Ein erbitterter Koalitionsstreit über die Wirtschafts- und Haushaltspolitik führte Anfang Nov. 2024 zum Bruch der Ampelkoalition. Nachdem ein Grundsatzpapier Lindners mit offensiven Forderungen nach einer "Wirtschaftswende" publik geworden war, wurde dieser als Finanzminister aus dem Scholz-Kabinett entlassen. In der Folge traten auch B. und die liberale Bildungsministerin Bettina Stark-Watzinger zurück, der Parteikollege Volker Wissing behielt hingegen überraschend sein Amt als Verkehrsminister, trat dafür aus der FDP aus und übernahm dann zusätzlich das vakante Justizressort im verbliebenen rot-grünen Minderheitskabinett. B. sprach davon, dass der Kanzler in den letzten Stunden der Ampel-Regierung ultimativ auf eine Aussetzung der Schuldenbremse gedrängt habe und er als Justizminister "nicht einfach auf Zuruf" einer Maßnahme habe zustimmen können, bei der ein hohes Risiko des Verfassungsbruchs bestehe (NZZ, 18.11.2024).

Da es keine Mehrheit für ein konstruktives Misstrauensvotum gab, das die Wahl einer neuen Regierung im Bundestag erlaubt hätte, waren Neuwahlen unausweichlich. Die Fraktionsspitzen von Union und SPD einigten sich dann auf einen Wahltermin am 23. Febr. 2025. Um die vorgezogene Bundestagswahl einzuleiten, stellte Scholz am 16. Dez. 2024 die Vertrauensfrage im Parlament, die er plangemäß verlor. Drei Tage später beschloss der Bundestag noch eine Grundgesetzänderung zur Stärkung der Resilienz des BVerfG. Wichtige Regeln zur Stellung und Struktur des Gerichts wurden damit in der Verfassung verankert und konnten künftig nicht mehr mit einfacher Mehrheit geändert werden.
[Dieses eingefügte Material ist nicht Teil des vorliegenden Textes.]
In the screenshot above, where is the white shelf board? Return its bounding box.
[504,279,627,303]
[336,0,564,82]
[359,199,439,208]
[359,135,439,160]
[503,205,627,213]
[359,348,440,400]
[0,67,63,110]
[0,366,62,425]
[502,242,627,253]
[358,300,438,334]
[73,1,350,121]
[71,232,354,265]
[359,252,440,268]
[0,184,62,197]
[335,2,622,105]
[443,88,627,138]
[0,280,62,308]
Darauf hatte sich die Ampel-Regierung mit der Unionsfraktion bereits im Juli 2024 unter Federführung von B. verständigt, um das höchste Gericht vor einer Einflussnahme durch extreme Parteien zu schützen, wie es u. a. in Polen und Ungarn zu beobachten war.
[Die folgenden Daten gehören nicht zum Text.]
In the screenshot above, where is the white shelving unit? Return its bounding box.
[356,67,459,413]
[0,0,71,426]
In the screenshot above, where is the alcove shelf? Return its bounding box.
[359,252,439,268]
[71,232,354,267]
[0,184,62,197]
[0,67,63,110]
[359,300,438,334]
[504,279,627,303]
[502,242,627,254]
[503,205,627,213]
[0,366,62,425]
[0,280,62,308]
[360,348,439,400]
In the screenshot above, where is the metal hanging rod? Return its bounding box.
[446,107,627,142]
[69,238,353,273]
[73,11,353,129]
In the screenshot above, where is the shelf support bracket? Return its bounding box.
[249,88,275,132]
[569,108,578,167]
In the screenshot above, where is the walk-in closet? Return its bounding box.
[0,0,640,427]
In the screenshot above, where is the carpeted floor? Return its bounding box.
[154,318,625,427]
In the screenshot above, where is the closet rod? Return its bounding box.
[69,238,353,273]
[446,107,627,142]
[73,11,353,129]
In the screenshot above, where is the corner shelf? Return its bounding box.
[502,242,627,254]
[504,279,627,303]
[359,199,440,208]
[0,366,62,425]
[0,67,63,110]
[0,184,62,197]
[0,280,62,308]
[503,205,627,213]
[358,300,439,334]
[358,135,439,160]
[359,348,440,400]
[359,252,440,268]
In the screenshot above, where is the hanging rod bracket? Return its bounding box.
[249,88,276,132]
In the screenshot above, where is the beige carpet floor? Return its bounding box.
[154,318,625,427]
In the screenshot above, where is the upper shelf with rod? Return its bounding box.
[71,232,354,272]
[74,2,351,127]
FDP-Generalsekretär Als Ende Nov. 2024 ein internes "Arbeitspapier" der FDP öffentlich wurde, in dem "D-Day-Ablaufszenarien" für einen Koalitionsbruch durchgespielt wurden, trat der Generalsekretär Bijan Djir-Sarai zurück. Er wie auch Lindner und B. bestritten jedoch, von diesem Papier Kenntnis gehabt zu haben, wobei B. später nicht mehr ausschließen wollte, dass der aus dem Militärjargon stammende Begriff "D-Day" in FDP-Besprechungen gefallen sein könnte (vgl. FAZ, 12.12.2024). Der Vorgang löste breite Empörung aus und beschädigte die Glaubwürdigkeit der Parteiführung, auch hinsichtlich ihrer Strategie, die Verantwortung für das Scheitern der Regierung dem Kanzler Scholz zuzuschreiben. Dennoch blieb Lindner als Parteichef vorerst unangefochten. Er nominierte B. Anfang Dez. 2024 als neuen Generalsekretär und berief ihn damit auch zum wichtigsten Wahlkampfmanager der FDP, die laut Umfragen um ihren Wiedereinzug in den Bundestag bangen musste (vgl. SZ, 2.12.2024: "Keine ganz einfache Aufgabe"; FAZ, 3.12.2024: "Lindners Krisenmanager"). B. hatte aus Mediensicht in bisherigen Ämtern bewiesen, dass er "organisieren und auch TV-Auftritte bestreiten" könne, wenngleich Parteifreunde seinen Stil zuweilen "dozierend" oder zu kompliziert fanden (vgl. Hbl., 2.12.2024). Noch im Dezember stellten B. und Lindner die Kampagne zur Bundestagswahl unter dem Motto "Alles lässt sich ändern" vor und äußerten ihre Präferenz für eine schwarz-gelbe Koalition. Neben der Wirtschaftswende zählten die Eindämmung irregulärer Migration und ein "schlanker Staat" zu den zentralen Forderungen. Für den 9. Febr. 2025 war ein außerordentlicher Bundesparteitag geplant.

Familie

B. ist seit 2014 mit der Juristin Dr. Janina Hatt verheiratet, die bis 2021 für den Nationalen Normenkontrollrat arbeitete und danach als Beamtin ins Finanzministerium wechselte. Der praktizierende Katholik B. bezeichnet sich als Leseratte ("Book Addict"). Gerne kokettiert er mit seinem "Büroklammer"-Image als braver Aktenmensch, der ein ungewöhnliches Hobby als Musikproduzent und Liedermacher pflegt: "Manchmal mag ich es, kommunikative Klischees zu brechen, manchmal bediene ich sie" (FAZ, 29.8.2022). Seine Elektromusikstücke sind unter dem Label "MBSounds" im Internet (soundcloud.com) zu finden; zum Ampel-Aus veröffentlichte er 2024 den Track "Gehen, um zu stehen".

Werke

Veröffentlichungen: "Die sterbliche Seele der Freiheit: Zur Verteidigung der liberalen Demokratie" (20), "Reformagenda und Krisenherausforderung: Die rechtspolitische Agenda der 20. Legislaturperiode" (22).

Mitgliedschaften

Mitgliedschaft: FDP-Präsidium (ab 17).